On March 27, 2017, President Trump signed a Farm Bureau-supported resolution (H.J. Res. 44) to stop an Obama administration rule that would weaken the influence of local and regional input on Bureau of Land Management decisions. The Senate in early March joined the House in approving this resolution.

Known as “Planning 2.0,” the far-reaching rule incorporated numerous Obama-era presidential and secretarial orders, along with internal agency guidance and policy documents.
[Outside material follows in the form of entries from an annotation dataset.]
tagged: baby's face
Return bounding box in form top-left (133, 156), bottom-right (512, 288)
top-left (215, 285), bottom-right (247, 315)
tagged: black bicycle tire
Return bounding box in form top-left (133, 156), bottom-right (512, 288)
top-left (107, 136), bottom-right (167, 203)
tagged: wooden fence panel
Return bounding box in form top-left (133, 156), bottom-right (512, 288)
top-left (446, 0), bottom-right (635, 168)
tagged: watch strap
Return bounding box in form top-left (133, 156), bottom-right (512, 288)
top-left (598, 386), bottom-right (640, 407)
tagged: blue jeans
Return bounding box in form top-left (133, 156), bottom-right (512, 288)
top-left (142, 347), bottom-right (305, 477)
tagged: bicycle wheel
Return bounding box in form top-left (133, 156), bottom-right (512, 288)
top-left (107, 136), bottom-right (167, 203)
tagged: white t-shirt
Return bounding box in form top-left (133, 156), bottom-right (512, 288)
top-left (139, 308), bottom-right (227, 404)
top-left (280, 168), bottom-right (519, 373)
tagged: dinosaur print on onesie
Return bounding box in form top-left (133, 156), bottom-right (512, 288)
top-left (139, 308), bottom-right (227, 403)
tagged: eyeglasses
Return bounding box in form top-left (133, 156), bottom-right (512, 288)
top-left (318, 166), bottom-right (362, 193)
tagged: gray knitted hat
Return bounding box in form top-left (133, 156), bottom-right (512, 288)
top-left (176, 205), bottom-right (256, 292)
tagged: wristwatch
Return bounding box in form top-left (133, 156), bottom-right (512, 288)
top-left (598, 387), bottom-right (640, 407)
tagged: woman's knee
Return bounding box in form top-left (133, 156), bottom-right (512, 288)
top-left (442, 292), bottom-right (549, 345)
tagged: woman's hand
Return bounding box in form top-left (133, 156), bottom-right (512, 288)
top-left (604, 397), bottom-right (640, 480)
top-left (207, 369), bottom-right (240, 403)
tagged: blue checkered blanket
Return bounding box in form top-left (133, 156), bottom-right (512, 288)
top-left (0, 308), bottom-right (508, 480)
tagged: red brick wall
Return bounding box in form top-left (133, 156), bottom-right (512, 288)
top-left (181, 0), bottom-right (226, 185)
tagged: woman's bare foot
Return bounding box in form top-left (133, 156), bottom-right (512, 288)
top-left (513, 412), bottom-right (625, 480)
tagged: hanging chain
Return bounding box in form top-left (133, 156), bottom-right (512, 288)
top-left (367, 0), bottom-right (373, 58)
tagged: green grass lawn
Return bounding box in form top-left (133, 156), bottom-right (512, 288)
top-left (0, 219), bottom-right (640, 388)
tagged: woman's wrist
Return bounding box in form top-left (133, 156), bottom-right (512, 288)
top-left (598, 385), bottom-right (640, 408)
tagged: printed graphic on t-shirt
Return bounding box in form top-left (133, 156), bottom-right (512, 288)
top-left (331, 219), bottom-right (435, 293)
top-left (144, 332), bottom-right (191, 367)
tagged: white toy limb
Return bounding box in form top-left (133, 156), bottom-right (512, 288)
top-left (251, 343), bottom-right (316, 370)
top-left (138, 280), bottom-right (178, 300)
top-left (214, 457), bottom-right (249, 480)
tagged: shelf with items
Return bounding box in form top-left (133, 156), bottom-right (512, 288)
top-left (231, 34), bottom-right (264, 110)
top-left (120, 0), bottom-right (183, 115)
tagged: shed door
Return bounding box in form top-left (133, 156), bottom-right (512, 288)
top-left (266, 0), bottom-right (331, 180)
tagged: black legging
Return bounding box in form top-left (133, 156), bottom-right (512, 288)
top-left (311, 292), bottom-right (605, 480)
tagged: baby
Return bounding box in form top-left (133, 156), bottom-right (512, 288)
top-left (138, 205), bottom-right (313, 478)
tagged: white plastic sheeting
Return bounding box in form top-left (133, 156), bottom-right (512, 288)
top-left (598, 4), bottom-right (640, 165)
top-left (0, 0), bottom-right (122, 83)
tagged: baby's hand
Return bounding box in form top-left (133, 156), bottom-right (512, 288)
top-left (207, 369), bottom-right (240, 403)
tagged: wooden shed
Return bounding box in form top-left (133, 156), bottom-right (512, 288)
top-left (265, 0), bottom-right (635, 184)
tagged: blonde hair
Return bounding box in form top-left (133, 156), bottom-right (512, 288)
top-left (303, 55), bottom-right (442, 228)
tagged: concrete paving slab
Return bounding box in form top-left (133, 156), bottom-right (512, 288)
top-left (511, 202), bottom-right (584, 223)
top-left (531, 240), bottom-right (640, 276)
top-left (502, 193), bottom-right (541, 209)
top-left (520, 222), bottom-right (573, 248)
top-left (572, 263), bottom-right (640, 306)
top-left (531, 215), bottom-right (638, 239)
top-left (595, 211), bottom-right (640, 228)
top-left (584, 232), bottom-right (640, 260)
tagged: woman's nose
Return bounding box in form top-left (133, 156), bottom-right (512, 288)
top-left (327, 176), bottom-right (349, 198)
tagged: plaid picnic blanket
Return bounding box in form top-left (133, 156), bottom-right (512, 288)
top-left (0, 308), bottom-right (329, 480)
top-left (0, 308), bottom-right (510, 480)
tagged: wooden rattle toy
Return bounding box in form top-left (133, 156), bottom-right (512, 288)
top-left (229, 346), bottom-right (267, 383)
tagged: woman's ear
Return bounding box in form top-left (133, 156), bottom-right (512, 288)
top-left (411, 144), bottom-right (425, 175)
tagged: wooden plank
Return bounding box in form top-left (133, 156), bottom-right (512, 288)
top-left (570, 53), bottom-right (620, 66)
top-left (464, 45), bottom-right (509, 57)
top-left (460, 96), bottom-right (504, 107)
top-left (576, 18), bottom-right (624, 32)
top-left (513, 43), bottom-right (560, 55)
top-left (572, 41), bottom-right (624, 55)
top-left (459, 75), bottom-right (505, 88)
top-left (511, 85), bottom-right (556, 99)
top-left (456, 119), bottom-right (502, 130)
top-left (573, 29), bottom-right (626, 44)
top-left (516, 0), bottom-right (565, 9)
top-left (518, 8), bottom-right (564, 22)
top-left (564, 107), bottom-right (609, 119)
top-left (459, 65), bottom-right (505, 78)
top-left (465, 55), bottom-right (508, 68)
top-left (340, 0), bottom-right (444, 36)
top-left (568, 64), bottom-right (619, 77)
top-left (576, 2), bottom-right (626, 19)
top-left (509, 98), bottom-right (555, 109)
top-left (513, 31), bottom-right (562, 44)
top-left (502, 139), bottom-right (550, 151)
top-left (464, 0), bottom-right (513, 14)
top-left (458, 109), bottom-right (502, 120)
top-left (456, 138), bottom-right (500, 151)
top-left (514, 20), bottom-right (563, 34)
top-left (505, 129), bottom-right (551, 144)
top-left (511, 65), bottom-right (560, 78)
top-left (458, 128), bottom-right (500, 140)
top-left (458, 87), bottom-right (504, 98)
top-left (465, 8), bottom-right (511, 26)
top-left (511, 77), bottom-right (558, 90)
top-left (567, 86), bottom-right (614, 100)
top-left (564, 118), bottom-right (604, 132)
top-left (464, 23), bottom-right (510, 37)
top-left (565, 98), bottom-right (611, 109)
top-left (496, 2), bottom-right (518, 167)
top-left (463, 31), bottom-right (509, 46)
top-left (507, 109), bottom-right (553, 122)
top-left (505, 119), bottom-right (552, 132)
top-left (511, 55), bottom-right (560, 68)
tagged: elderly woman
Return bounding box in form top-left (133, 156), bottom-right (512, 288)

By reducing the opportunity for public comment, minimizing federal requirements to coordinate with state and local governments and imposing new mitigation requirements, Planning 2.0 would have caused significant problems in the federal land use planning processes.

“The rule demonstrated a clear overreach by the BLM, in spite of the agency’s claim that the ‘primary goal of the proposed rulemaking process is to improve the agency’s ability to respond to environmental, economic and social changes in a timely manner’,” wrote the American Farm Bureau Federation and 12 Western state Farm Bureaus in a letter to Senate Majority Leader Mitch McConnell (R-Ky.) and Speaker of the House Paul Ryan (R-Wis.).

In addition to AFBF, the groups that signed the letter are: Alaska Farm Bureau, Arizona Farm Bureau, California Farm Bureau, Colorado Farm Bureau, Idaho Farm Bureau, Montana Farm Bureau, Nevada Farm Bureau, New Mexico Farm and Livestock Bureau, Oregon Farm Bureau, Washington Farm Bureau, Wyoming Farm Bureau and Utah Farm Bureau.